Но вначале французские делегаты чувствовали себя полностью изолированными. Талейран приготовился к этому, и тем не менее ему понадобились весь его апломб и вся его ловкость, чтобы не оплошать при первых же встречах, при этих своего рода рекогносцировках, от которых зависел успех всего выработанного им плана действий. «К нему относились с отвращением, — говорит Гагерн. — Сколько раз во время празднеств, устраивавшихся в честь конгресса, я видел его одиноким, всеми оставленным вплоть до того момента, когда я подходил к нему, чтобы вывести его из затруднительного положения или рассеять его дурное настроение. В этой роли со мной чередовались англичане. Даже отель Талейрана мало посещался. Но это продолжалось недолго. И скоро все коренным образом изменилось. Ум Талейрана, его настойчивость, принципы, которых он придерживался, его любезность, — когда он хотел ее проявить, — восторжествовали над всеми препятствиями. Со стороны представителей крупных держав он встретил высокомерное и сдержанное отношение, со стороны мелких — подозрительность. Первые повторяли, что в Париже они проявили слишком большую скромность в отношении денежной контрибуции и территориальных возмещений». «Я видел, — говорит Талейран, — что они были пресыщены удовлетворением, которое дает сознание благородного поступка». Он знал, что от них ему нечего ждать. Поэтому он обратился к другим. Прежде всего ему нужно было успокоить их насчет намерений Франции. Бескорыстие ее, о котором он намеревался повсюду объявить, должно было встретить везде недоверчивое отношение.

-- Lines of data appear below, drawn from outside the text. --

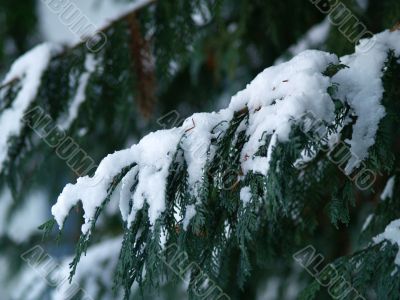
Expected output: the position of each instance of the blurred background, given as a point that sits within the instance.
(163, 61)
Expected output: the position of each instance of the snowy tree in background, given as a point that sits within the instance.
(287, 192)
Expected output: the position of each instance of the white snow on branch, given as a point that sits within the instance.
(361, 86)
(28, 69)
(313, 38)
(275, 100)
(391, 234)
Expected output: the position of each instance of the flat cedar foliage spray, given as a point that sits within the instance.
(286, 186)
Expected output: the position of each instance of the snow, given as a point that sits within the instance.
(276, 99)
(28, 69)
(391, 234)
(245, 194)
(361, 86)
(90, 65)
(367, 222)
(388, 190)
(190, 213)
(153, 156)
(278, 96)
(313, 38)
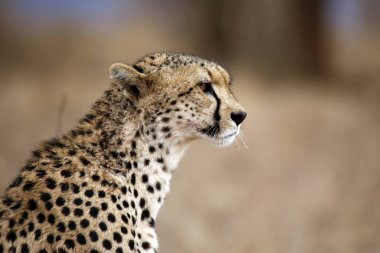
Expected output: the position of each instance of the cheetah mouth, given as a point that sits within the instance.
(228, 136)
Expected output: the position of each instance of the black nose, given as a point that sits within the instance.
(238, 117)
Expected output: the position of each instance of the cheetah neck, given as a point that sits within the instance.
(116, 139)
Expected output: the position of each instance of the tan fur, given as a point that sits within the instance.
(100, 186)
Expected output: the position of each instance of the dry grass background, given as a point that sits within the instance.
(308, 180)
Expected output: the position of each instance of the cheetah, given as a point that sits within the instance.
(99, 187)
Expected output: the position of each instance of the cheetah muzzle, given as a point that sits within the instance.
(100, 186)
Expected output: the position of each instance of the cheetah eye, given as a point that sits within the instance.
(205, 86)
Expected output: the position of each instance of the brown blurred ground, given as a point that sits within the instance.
(307, 179)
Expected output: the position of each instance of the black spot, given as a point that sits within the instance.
(72, 225)
(124, 230)
(151, 222)
(134, 90)
(145, 245)
(50, 238)
(128, 165)
(145, 178)
(48, 205)
(66, 173)
(138, 68)
(133, 179)
(84, 161)
(30, 226)
(64, 187)
(152, 149)
(45, 196)
(142, 203)
(103, 226)
(69, 244)
(131, 244)
(65, 211)
(28, 185)
(32, 205)
(107, 244)
(96, 178)
(61, 227)
(78, 201)
(150, 189)
(104, 206)
(75, 188)
(101, 194)
(93, 236)
(17, 182)
(81, 239)
(40, 173)
(111, 217)
(37, 234)
(145, 214)
(124, 218)
(89, 193)
(78, 212)
(41, 218)
(51, 219)
(84, 223)
(11, 236)
(50, 183)
(24, 248)
(60, 201)
(165, 129)
(117, 237)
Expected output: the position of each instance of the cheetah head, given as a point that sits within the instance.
(182, 97)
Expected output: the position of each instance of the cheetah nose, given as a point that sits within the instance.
(238, 117)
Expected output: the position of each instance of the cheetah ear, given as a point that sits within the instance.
(131, 77)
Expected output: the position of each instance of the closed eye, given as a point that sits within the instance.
(206, 87)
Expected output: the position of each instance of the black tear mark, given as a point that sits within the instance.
(215, 128)
(211, 90)
(138, 68)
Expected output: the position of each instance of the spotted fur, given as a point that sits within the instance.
(100, 186)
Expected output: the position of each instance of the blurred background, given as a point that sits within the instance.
(307, 176)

Талейран видел, что все готовы верить только действиям, а не словам; однако необходимо было расположить умы в свою пользу, и он направил все свои усилия в эту сторону. Он сразу заметил, что наиболее чувствительным пунктом является молчание, которое «четверка» хранила по отношению ко всем остальным, и претензия союзников решать все между собой. Здесь намечалась возможность связи между Талейраном и всеми теми, кто не входил в число «четырех», чем он и воспользовался. «Я не стал жаловаться, — пишет он. — Я ограничился тем, что сообщил об испытываемом мной неудовольствии посланникам второстепенных дворов, которые имели общие со мной интересы. Вспомнив, что встарину в политике их стран наблюдалось доверие к Франции, они вскоре начали смотреть на меня, как на свою опору…». Дело в том, что среди дипломатов, подписавших трактат 30 мая и заявлявших притязание на руководство конгрессом, один лишь Талейран хотел и мог говорить в пользу малых держав. И так как им было выгодно верить ему, то они и поверили. «Желание мира, — говорил Талейран Гагерну, — является единственным средством, которое поможет Франции добиться влияния. После стольких дурных примеров она должна дать и хороший. Нужно быть добрым и умеренным европейцем. Франция не требует ничего, решительно ничего кроме того, что выражено в прелиминариях к миру, а именно — справедливого распределения сил между державами».
Таким образом, Талейран, разгадав игру союзников, предупреждал их, пользуясь как раз той «уловкой», возможность которой они хотели у него отнять. Впрочем, он имел нужные ему сведения. Испанский уполномоченный Лабрадор, отстраненный так же, как и Талейран, от крупных дел, не встречал, однако, такого недоверия; Сен-Марсан, сардинский посланник, проникал всюду; оба они предупредили Талейрана о готовившемся против него заговоре. Наконец, к смущению Кэстльри, Талейран без особого труда отгадал, что этот посол взял на себя обязательства, которые его тяготят и за которые, в случае необходимости, он побоится дать ответ перед парламентом. Таким образом, не теряя ни одного дня, Талейран уже 28 сентября выделил из своих инструкций одну из наиболее продуманных и наиболее пригодных для опубликования и распространения и составил на основании ее записку, в которой доказывал, что нет ничего более справедливого, чем восстановление независимой Польши, но и ничего более опасного, чем создание русской Польши.